**Problem 2 of Asian Pacific Mathematical Olympiad 2004**

Let O be the circumcentre and H the orthocentre of an acute triangle ABC. Prove that the area of one of the triangles AOH, BOH and COH is equal to the sum of the areas of the other two.

**Solutions by Steve Dinh, a.k.a. Vo Duc Dien (dedicated to Jim Krause)**

**Solution One**

From the vertices of triangle ABC A, B and C draw the altitudes to OH and intercept the extension of OH at M, G and P, respectively.

Since the three triangles AOH, BOH and COH have the same base OH, to prove the area of AOH is the sum of the areas of BOH and COH, we need to prove

(1) | GB + PC = AM |

Extend CO to intercept the circle at D. Since CD is the diameter of the circle, we have ∠DAC = ∠DBC = ∠BFC = ∠AIC = 90°.

Or AD || HB and DB || AH; therefore, AD = HB

O and E are also midpoints of DC and AC, respectively, we have OE = AD/2

Or OE = HB/2

Let J be the midpoint of BH; from J draw the altitude to OH and cuts the extension of OH at K. We have

(2) | KJ = GB/2 |

HJ = HB/2 = OE and | |

∠KHJ = ∠OHF = ∠NOE |

From E draw the altitude to OH and intercept it at N. The two triangles JKH and ENO are then congruent; we then have

KJ = EN |

Draw the line parallel to OH through E and intercepts AM and PC at L and Q, respectively; we then have

KJ = EN = LM = QP | |

(3) | AL = QC |

Combine with (2), GB + PC = 2 KJ + QC – QP

From (3), GB + PC = LM + QP + AL – QP

Or GB + PC = AM

which is the condition (1) we set out to prove.

**Solution Two**

From the three vertices A, B and C of ΔABC draw lines ⊥ to OH and intercept it at M, G và P, respectively.
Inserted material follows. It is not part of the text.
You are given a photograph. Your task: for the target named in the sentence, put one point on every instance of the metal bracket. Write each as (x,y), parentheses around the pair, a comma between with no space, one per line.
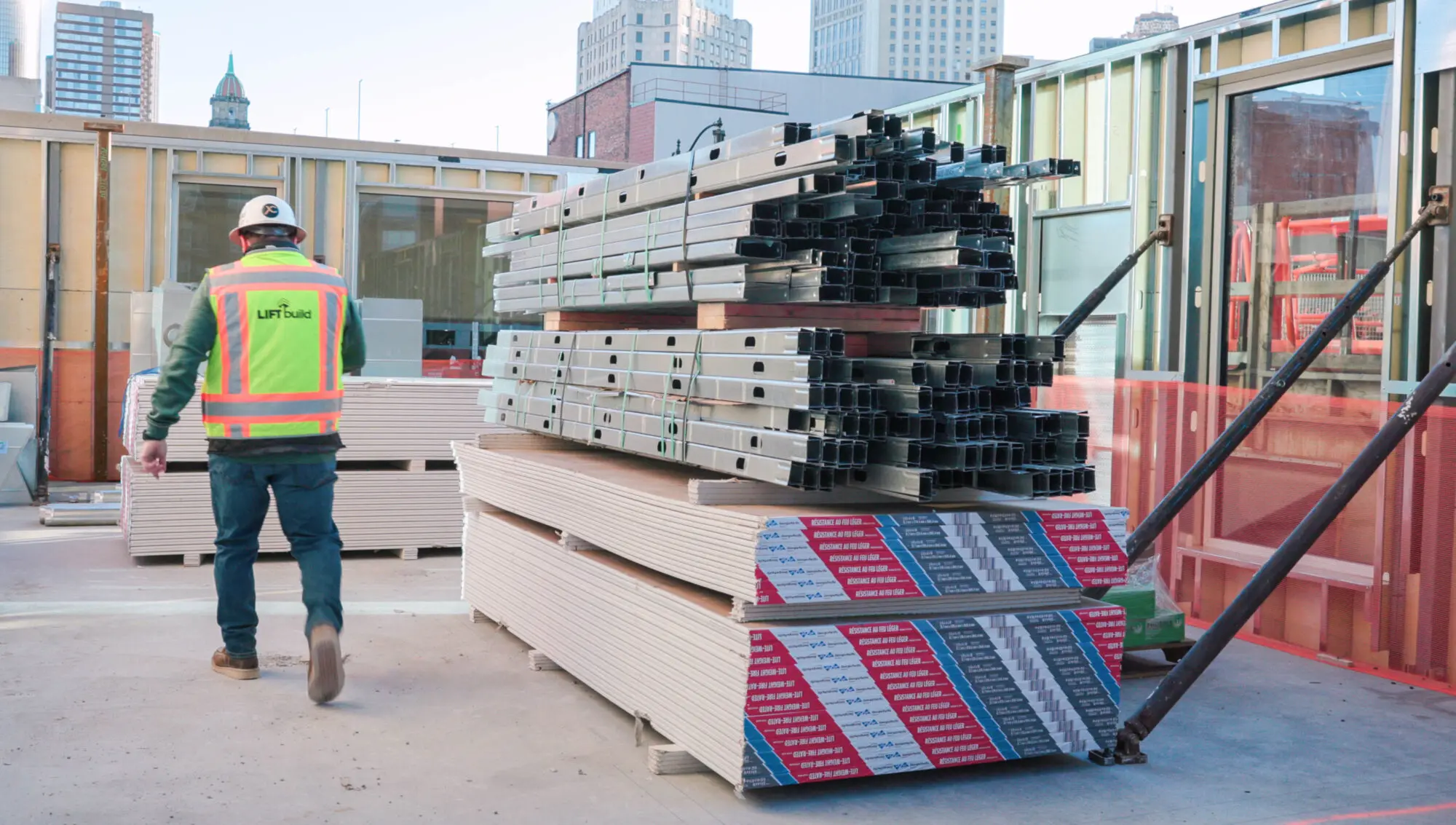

The three triangles AOH, BOH and COH share the same base OH, so to prove the areas of AOH to equal the areas of the other two we need to prove

AM = GB + PC

Let J be the midpoint of BC. AJ intercepts OH at N. From J draw the line to ⊥ and intercept OH at K. We see that GB + PC = 2JK. We then need to prove

AM = 2JK

Note that in a triangle, the three points centroid, orthocenter and circumcenter collinear; therefore, N is also the centroid of ΔABC

Therefore AN = 2NJ

or AM = 2JK because the two triangles AMN and JKN are similar.